Indeed +1. Makes no sense, and with the budget you need for what you are planning, Exhaust upgrade will see one of the best price/power ratios.


----------



## lotuselanplus2s (Jun 18, 2012)

Apologies, I should have been clearer.

I'm not against changing the exhaust, I just don't want a 6" drainpipe that makes the neighbours think some spotty teenagers moved in next door with a car that sounds like one of those tarted up Impreza's.

In short, I want the car to sound subtle at low rev's & look like standard but when I fancy putting my foot down it will GO.

I'd want my local guys to do the fitting, hence a kit is best, & yes I know the budget would need to be £8-11k.

cheers
Peter


----------



## jamman (May 6, 2002)

lotuselanplus2s said:


> I know the budget would need to be £8-11k.


And the rest

Ps Never start a sentence with and.

Which kits are you looking at and do the people you are using have any experience of doing a V6T ?


----------



## lotuselanplus2s (Jun 18, 2012)

I've had a look at the Storm Developments, JBS & VAGTech kits so far.

The garage hasn't got direct experience of doing V6T's but I've used them for years & they've been brilliant doing development on the Lotus + friend's racing Fords + god knows how many TVR's / Aston's / Caterham's / Ferrari's etc etc. + I can walk there and they're really cheap.
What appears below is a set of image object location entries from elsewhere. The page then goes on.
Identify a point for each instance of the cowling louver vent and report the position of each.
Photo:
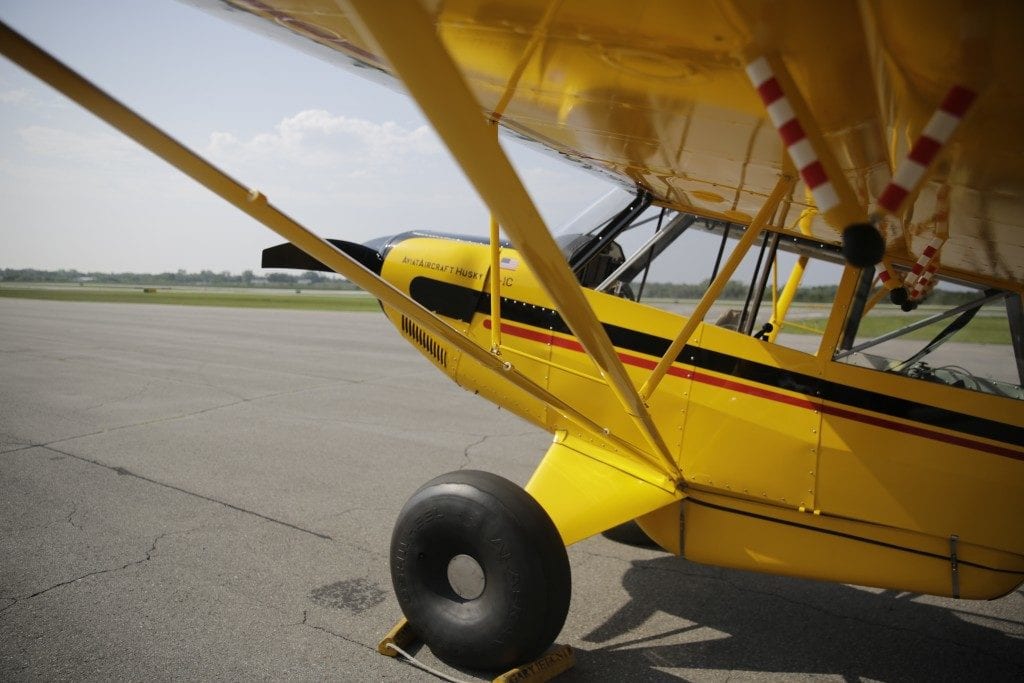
(414, 332)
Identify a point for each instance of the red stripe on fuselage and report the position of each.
(721, 382)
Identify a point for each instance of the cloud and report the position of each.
(314, 138)
(103, 148)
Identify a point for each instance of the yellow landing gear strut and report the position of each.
(557, 659)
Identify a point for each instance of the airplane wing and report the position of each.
(659, 96)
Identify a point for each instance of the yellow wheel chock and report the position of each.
(557, 659)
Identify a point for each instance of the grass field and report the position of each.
(982, 330)
(242, 299)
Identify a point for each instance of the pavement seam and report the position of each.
(717, 577)
(173, 418)
(124, 472)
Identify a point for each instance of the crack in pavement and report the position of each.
(465, 452)
(124, 472)
(304, 622)
(71, 516)
(148, 556)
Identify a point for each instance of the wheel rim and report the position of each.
(466, 577)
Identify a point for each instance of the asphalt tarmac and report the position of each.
(206, 494)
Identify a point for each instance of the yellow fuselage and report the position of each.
(792, 463)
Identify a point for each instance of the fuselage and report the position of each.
(811, 467)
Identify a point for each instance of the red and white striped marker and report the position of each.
(924, 269)
(940, 127)
(889, 279)
(784, 120)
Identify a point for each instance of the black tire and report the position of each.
(526, 586)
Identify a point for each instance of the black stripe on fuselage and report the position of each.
(723, 364)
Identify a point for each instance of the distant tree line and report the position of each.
(309, 279)
(734, 290)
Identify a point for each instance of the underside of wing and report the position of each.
(656, 95)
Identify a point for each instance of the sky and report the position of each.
(345, 156)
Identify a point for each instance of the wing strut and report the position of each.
(47, 69)
(782, 188)
(408, 39)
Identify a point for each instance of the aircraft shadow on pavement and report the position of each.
(732, 621)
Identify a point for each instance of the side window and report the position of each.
(781, 292)
(961, 335)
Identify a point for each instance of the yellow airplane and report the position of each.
(879, 141)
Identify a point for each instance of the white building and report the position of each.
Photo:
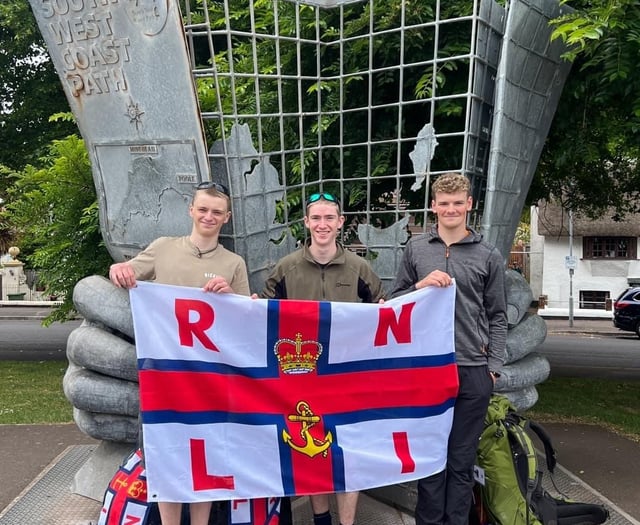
(603, 252)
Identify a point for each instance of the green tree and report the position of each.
(31, 89)
(55, 211)
(590, 161)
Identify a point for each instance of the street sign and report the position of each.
(570, 262)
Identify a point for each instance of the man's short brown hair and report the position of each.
(450, 183)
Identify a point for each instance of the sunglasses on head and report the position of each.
(315, 197)
(209, 185)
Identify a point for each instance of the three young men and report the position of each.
(323, 270)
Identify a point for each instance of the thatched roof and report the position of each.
(554, 221)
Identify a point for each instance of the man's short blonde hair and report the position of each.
(450, 183)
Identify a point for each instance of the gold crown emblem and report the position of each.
(297, 357)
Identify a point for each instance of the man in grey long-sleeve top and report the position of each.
(453, 251)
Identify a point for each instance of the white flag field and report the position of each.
(247, 398)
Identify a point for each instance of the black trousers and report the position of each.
(445, 498)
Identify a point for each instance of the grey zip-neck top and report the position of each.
(481, 304)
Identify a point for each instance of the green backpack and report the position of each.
(510, 478)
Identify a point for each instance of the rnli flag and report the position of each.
(245, 398)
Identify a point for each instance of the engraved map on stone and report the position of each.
(159, 180)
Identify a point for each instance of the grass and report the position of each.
(31, 392)
(612, 404)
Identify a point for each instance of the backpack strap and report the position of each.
(549, 451)
(534, 477)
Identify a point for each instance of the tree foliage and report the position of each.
(590, 161)
(55, 211)
(346, 90)
(31, 89)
If they weren't so good I'd forget the whole idea.


----------



## Matt B (Apr 8, 2007)

http://www.hpamotorsport.com/turbos.htm


----------



## V6RUL (May 28, 2009)

Hi, a LPT setup will get you what you want. approx 6 to 10 psi and you can retain the OEM inlet plenum to look stealth.
I would go with the HPA exhaust log to retain both lambdas for fuelling but your OEM exhaust will have to go unless you can make a Y up to mate with the OEM pre cat connection.
No need for rods or pistons but you will need a gasket spacer for compression.
Injectors may be ok but borderline depending on power requirements. I have 630s available for ya.
Steve


----------



## jamman (May 6, 2002)

V6RUL said:


> Hi, a LPT setup will get you what you want. approx 6 to 10 psi and you can retain the OEM inlet plenum to look stealth.
> I would go with the HPA exhaust log to retain both lambdas for fuelling but your OEM exhaust will have to go unless you can make a Y up to mate with the OEM pre cat connection.
> No need for rods or pistons but you will need a gasket spacer for compression.
> Injectors may be ok but borderline depending on power requirements. I have 630s available for ya.
> Steve


Steve is your man to talk to regards this.

You still trying to flog those 630s Steve :wink:


----------



## V6RUL (May 28, 2009)

I've got bonnets, big grilles, injectors and haldexs, valances and sills available..  
Steve


----------



## jamman (May 6, 2002)

V6RUL said:


> I've got bonnets, big grilles, injectors and haldexs, valances and sills available..
> Steve


You still got that bloody "Rich special" slit bonnet matey ?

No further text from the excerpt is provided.